For training and evaluating DQN and PPO agents, we employ an episodic setting, where in each episode we pick a random starting state in the training day and run our agents for 480 steps of 2 seconds. Therefore, our agents optimize the expected return of trading intervals of 16 minutes. We chose these values out of some preliminary testing. For training FQI, we employ the same episodic setting. FQI needs an offline dataset of interactions as input. For each training day, we generate a dataset composed of 1000 episodes of 4 baselines polices:

  • Random Agent
  • Short Only Agent
  • Long Only Agent
  • Flat Only Agent

The repository is organized as follows:

├── data # Folder containing the input datasets to trade_simulator
├── agents # Folder containing the pretrained models used in the Ensemble
├── agent # Folder containing the agent classes, used to train and load the agents
│ ├── base.py # Base agent interface
│ ├── baselines.py # Baseline agents used to generate FQI datasets
│ ├── factory.py # Agent factory used for loading and utilities
│ ├── fqi.py # Implementation of the FQI agents
│ ├── online_rl.py # Implementation of the DQN and PPO agents
├── trade_simulator.py # A slightly modified version of the simulator needed for OAMP
├── task_1_ensemble.py # Script for training, model selection and saving the Ensemble agents
├── task_1_eval.py: # Script for running the evaluation of the Ensemble with OAMP
├── requirements.txt: # Requirements needed to perform training and validation
├── readme.md: # this readme file

To execute our ensemble agent, it is enough to run task_1_eval.py, as we have already added all the configurations needed to load the agents of the ensemble and run OAMP. You only need to specify the updated BTC_1sec.csv and BTC_1sec_predict.npy relative to the evaluation period.
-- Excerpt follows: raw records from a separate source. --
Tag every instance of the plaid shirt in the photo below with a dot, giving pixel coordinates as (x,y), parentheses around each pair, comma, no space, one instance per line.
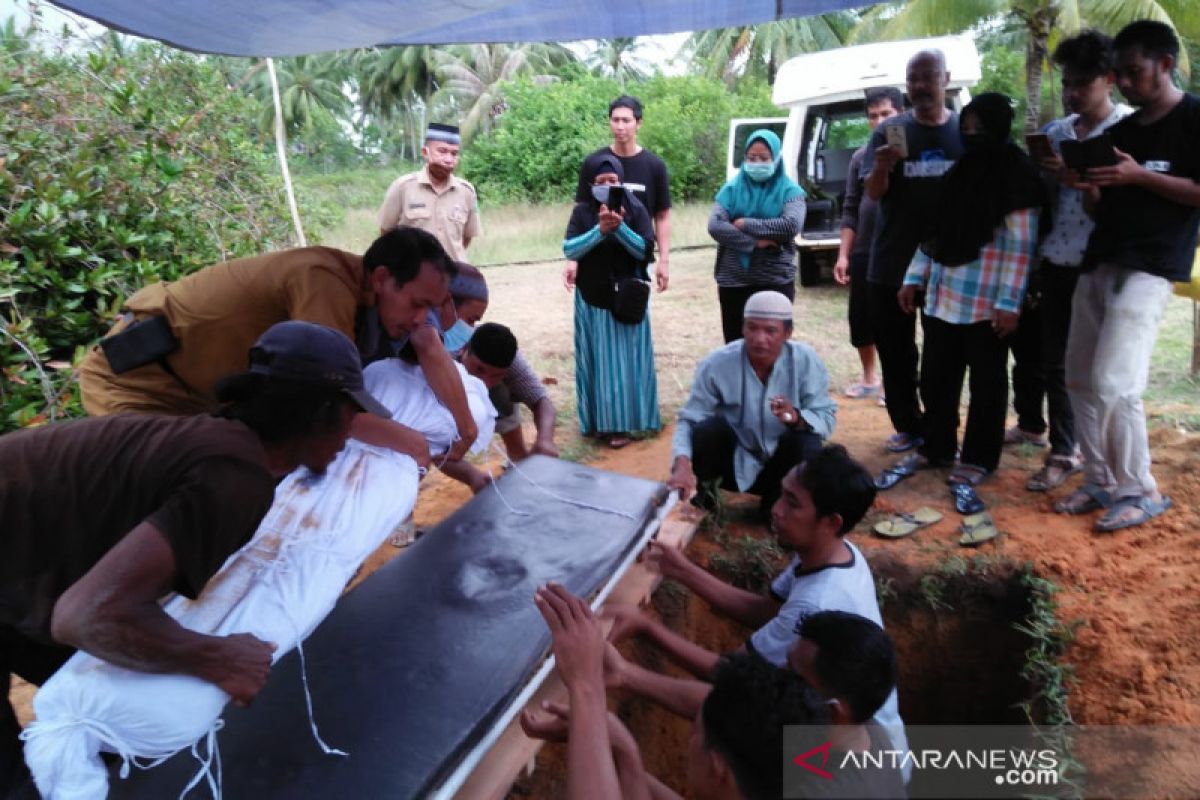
(967,294)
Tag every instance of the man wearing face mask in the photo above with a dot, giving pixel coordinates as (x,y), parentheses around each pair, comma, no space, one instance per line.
(906,186)
(519,384)
(436,199)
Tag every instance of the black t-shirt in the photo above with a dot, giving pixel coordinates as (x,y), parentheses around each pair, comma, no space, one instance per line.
(69,492)
(646,175)
(1140,229)
(906,211)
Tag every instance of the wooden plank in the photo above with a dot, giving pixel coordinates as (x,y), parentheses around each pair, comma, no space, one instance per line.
(514,752)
[1] Antonio Riva, Lorenzo Bisi, Pierre Liotet, Luca Sabbioni, Edoardo Vittori, Marco Pinciroli, Michele Trapletti, and Marcello Restelli. Addressing non-stationarity in fx trading with online model selection of offline rl experts. In Proceedings of the Third ACM International Conference on AI in Finance, ICAIF ’22,

[2] Volodymyr Mnih, Koray Kavukcuoglu, David Silver, Andrei A. Rusu, Joel Veness,Marc G. Bellemare, Alex Graves, Martin Riedmiller, Andreas K. Fidjeland, Georg Ostrovski, Stig Petersen, Charles Beattie, Amir Sadik, Ioannis Antonoglou, Helen King, Dharshan Kumaran, Daan Wierstra, Shane Legg, and Demis Hassabis.Human-level control through deep reinforcement learning. Nature,

[3] John Schulman, Filip Wolski, Prafulla Dhariwal, Alec Radford, and Oleg Klimov. Proximal policy optimization algorithms.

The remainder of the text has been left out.